# Battery Problem With New Old Seiko



## bughammer (Feb 10, 2005)

I wonder if anyone has an idea about this...

I just acquired a Seiko quartz with a 7N42 movement. Having cleaned it up it is a beautiful watch, but the come down came when I tried replacing the battery.

The second hand moves about 2 seconds and then stops dead.

Does this mean I need a high drain battery in the watch instead of the low drain one I tried, or have I just got a lemon? (Didn't think it mattered too much as the watch only has a date window).

The two second thing reminds me a little of the "end of life" indication on my other Seiko, but the watch did have a flat battery in it for a long time and has traces of rust inside.

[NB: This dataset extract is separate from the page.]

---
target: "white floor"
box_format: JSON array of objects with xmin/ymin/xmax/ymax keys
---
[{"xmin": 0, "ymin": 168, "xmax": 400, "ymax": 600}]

I'd be grateful for any pointers!

Thanks

Kevin


----------



## julian (Jun 3, 2003)

I had this sort of trouble on a 7548 (?) Seiko diver.

The batter had at some time oozed some stuff out .I cleaned the contacts carefully and and replaced the battery with a new one from a Tandy store using the same ref. no as the old one .Still no movement .

A person on the SCTF advised me to check the voltage on the battery which was ,say 1.5 volts .He then told me that this movement required say,1.55 minimum to work properly .I got the battery ref. no. from Seiko and bought one ,checked the voltage and installed it .It worked .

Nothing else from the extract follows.